Menimbun Masker, Apa Hukumnya?

Dalam pandangan hukum positif dan agama, tindakan menimbun tak dibenarkan.

Antara Foto
Perbuatan menimbun sangat dilarang dalam Islam. Polisi sedang memeriksa pabrik masker. (Antara Foto)
Red: Heri ruslan

REPUBLIKA.CO.ID,  Oleh Imam Nur Suharno

Baca Juga


Sejak merebaknya wabah virus corona jenis baru (Covid-19), masyarakat memburu masker dan hand sanitizer. Akibatnya, stok kedua barang tersebut menipis dan harganya meroket.

Meroketnya harga kedua barang tersebut diduga karena adanya aksi penimbunan yang dilakukan oknum tertentu. Dalam pandangan hukum positif dan agama, tindakan menimbun tak dibenarkan.

Dalam hukum positif, oknum yang mengambil keuntungan dengan menimbun barang dapat dijerat Pasal 107 Undang-Undang Nomor 7 Tahun 2014 tentang Perdagangan. "Pelaku usaha yang menyimpan barang kebutuhan pokok dan/atau barang penting dalam jumlah dan waktu tertentu pada saat dan/atau terjadi hambatan kelangkaan lalu barang, lintas gejolak perdagangan harga, barang sebagaimana dimaksud dalam Pasal 29 ayat (1) dipidana dengan pidana penjara paling lama 5 (lima) tahun dan/atau pidana denda paling banyak Rp50.000.000.000,00 (lima puluh miliar rupiah)."

Perbuatan menimbun sangat dilarang dalam Islam. Rasulullah SAW bersabda, "Barang siapa menimbun bahan makanan selama 40 hari, maka sungguh Allah tidak lagi perlu kepadanya." (HR Ahmad, Hakim, Ibnu Abu Syaibah dan Bazzar). Rasulullah SAW menentang keras sifat ananiyah (egois), yaitu sifat yang mendorong ketamakan untuk menumpuk kekayaan dan memperkaya diri di atas penderitaan orang lain.

"Sejelek-jelek manusia ialah orang yang suka menimbun, jika dia mendengar harga murah merasa kecewa, dan jika mendengar harga naik merasa gembira.” (HR Ibnu Razikh). Dalam hadis yang lain, beliau SAW bersabda, "Tidak ada orang yang menimbun barang kecuali orang-orang yang durhaka (salah)." (HR Muslim).

Rasulullah SAW melarang menimbun (ikhtikar) dalam keperluan pokok manusia (HR al-Atsram). “Orang-orang jalib (yaitu orang-orang yang menawarkan barang dan menjualnya dengan harga ringan) itu diberi limpahan rezeki dan penimbun dilaknat.” (HR Ibnu Majah dan Hakim).

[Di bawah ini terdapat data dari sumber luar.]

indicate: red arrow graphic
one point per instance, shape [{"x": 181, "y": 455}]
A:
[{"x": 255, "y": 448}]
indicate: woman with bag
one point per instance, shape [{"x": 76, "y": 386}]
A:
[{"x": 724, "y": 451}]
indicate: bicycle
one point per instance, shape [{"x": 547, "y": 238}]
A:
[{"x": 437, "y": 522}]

Yang pasti, perbuatan penimbunan dilarang oleh syariat karena dapat merugikan banyak pihak, terutama masyarakat. Penimbunan juga dapat mengganggu stabilitas ekonomi suatu negara, terutama yang berhubungan dengan bahan pokok. Orang-orang yang terlibat dalam penimbunan pun juga dilaknat oleh Allah SWT.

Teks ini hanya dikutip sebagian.